AUSTRALIEN - OSTKÜSTE 3 von 3
SYDNEY OPERA UND HARBOUR BEACH, KAKADUS IN DEN BLUE MOUNTAINS, ZUCKERROHR UND KROKODILE
In den Blue Mountains

"Die „Blauen Berge“ beginnen eine knappe Autostunde hinter Sydney und verdanken ihren Namen den Eukalyptusbäumen, deren Blätter ätherisches Öl verdunsten, das als feiner Nebel über den Bergen liegt. Oberhalb der Katoomba Fälle genossen wir die atemberaubende Aussicht über das weite Tal, dessen Blaufärbung vom Sonnenuntergang überstrahlt wurde, während wir wiederum von Kakadus argwöhnisch beobachtet wurden. Einige Artgenossen verloren sich kreischend im Abendlicht und stürzten sich, wild Pirouetten drehend, selbstmörderisch in die Schlucht. Die ganze Szenerie wirkte surreal und wenn plötzlich Dinosaurier zwischen Eukalyptus- und Farnbäumen aufgetaucht wären, hätte uns das auch nicht sonderlich gewundert."

Die kleine Nixe

Die Mythologien um Meerjungfrauen sind fast so alt wie die Geschichte der Seefahrt selbst. Doch erst mit den Entdeckungsfahrten wurden die Seekühe - vor der australischen Küste gibt es noch größere Bestände an Dugongs - für Meerjungfrauen gehalten.

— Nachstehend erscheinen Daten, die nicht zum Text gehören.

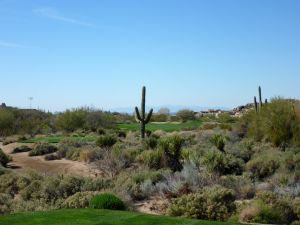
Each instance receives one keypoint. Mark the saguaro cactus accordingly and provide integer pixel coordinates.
(141, 116)
(260, 99)
(255, 105)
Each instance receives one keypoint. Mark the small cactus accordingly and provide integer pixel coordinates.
(141, 116)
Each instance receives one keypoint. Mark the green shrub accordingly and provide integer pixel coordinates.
(171, 148)
(222, 163)
(78, 200)
(263, 166)
(4, 159)
(22, 148)
(276, 122)
(100, 131)
(186, 115)
(151, 142)
(42, 149)
(210, 203)
(51, 157)
(107, 201)
(153, 159)
(106, 141)
(218, 141)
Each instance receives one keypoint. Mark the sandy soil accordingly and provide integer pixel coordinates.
(21, 162)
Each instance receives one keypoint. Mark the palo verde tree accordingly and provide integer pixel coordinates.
(141, 116)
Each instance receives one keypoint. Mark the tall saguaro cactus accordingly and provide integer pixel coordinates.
(141, 116)
(255, 105)
(260, 98)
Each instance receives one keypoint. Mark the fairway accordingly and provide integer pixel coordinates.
(95, 217)
(168, 127)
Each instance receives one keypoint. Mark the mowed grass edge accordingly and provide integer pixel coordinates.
(96, 217)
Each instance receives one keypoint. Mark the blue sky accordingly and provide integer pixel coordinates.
(99, 53)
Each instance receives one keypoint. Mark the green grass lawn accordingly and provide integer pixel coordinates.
(95, 217)
(57, 139)
(168, 127)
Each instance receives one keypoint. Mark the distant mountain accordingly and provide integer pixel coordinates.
(173, 108)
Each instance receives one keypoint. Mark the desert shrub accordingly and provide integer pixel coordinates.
(218, 141)
(107, 201)
(22, 148)
(185, 115)
(32, 190)
(242, 185)
(297, 207)
(121, 134)
(71, 120)
(6, 203)
(78, 200)
(42, 149)
(212, 203)
(263, 166)
(171, 148)
(151, 142)
(97, 184)
(51, 157)
(222, 163)
(277, 122)
(73, 154)
(100, 131)
(153, 159)
(87, 155)
(106, 141)
(4, 159)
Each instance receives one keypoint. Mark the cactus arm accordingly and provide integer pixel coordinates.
(137, 114)
(149, 116)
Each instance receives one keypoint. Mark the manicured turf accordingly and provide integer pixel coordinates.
(57, 139)
(95, 217)
(168, 127)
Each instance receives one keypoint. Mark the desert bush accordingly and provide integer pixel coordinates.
(219, 141)
(87, 155)
(107, 201)
(97, 184)
(212, 203)
(153, 159)
(171, 148)
(277, 122)
(78, 200)
(4, 159)
(106, 141)
(51, 157)
(185, 115)
(151, 142)
(33, 190)
(221, 163)
(42, 149)
(22, 148)
(71, 120)
(6, 203)
(263, 166)
(100, 131)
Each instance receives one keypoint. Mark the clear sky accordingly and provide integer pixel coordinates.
(99, 53)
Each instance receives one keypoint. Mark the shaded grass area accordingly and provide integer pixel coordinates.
(96, 217)
(168, 127)
(57, 139)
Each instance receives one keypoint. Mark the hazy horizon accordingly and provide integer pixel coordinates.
(191, 53)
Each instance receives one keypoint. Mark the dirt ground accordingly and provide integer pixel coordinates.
(21, 162)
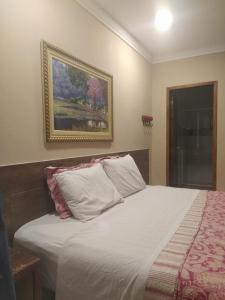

„Gegen Sonnenuntergang hörten wir zu unserer grossen Freude lärmendes Geplauder von Eingebornen, was uns die Nähe von Wasser voraussetzen liess. Ich stieg vom Pferde und rief; sie antworteten; als sie mich aber sahen, ergriffen sie soviel sie konnten von ihren Sachen und flohen in grosser Eile auf die entgegengesetzte Seite des Flusses. Als Brown, der hinterwärts gestanden, zu mir kam, nahm ich die Calebasse, setzte sie an den Mund und frug nach „Yarrai, Yarrai“. Sie antworteten zwar, jedoch ging mir ihre beabsichtigte Mittheilung verloren, und sich uns zu nähern weigerten sie sich. Ihr Lager befand sich in dem Flussbett zwischen einigen kleinen Casuarinen. Ihre zahlreichen Spuren führten mich indess bald zu zwei von hohem Rohre umgebenen Quellen, an denen wir unsern Durst löschten. Mein Pferd wurde durch die grosse Menge Hornissen, die über dem Wasser herumsummten, äusserst in Schrecken gesetzt. Nachdem wir unsere Calebasse gefüllt, kehrten wir zum Lager der Eingebornen zurück und untersuchten die Dinge, die sie liegen gelassen hatten. Wir fanden einen Schild, vier Calebassen, von welchen ich zwei mitnahm, indem ich dafür einen recht blanken Penny als Bezahlung zurückliess. Ferner fand sich ein kleines wasserdichtes Körbchen mit Akaziengummi, sowie etwas noch nicht aufgelöste fasrige Rinde, die dazu gebraucht wird, den Honig auszupressen; ein feuerstock, der sehr zierlich mit Theebaumrinde zusammengeknüpft war, ein Känguruhnetz und zwei Tomahawks, einer von Stein und ein kleinerer von Eisen, anscheinend aus einem Hammer verfertigt, ein Zeichen, dass die Schwarzen einigermassen mit der Küste in Verbindung standen. Die Eingebornen selbst waren verschwunden.“ (aus: „Tagebuch einer Landreise in Australien von Moreton-Bay nach Port Essington während der Jahre 1844 und 1845 von Ludwig Leichhardt“, 1851)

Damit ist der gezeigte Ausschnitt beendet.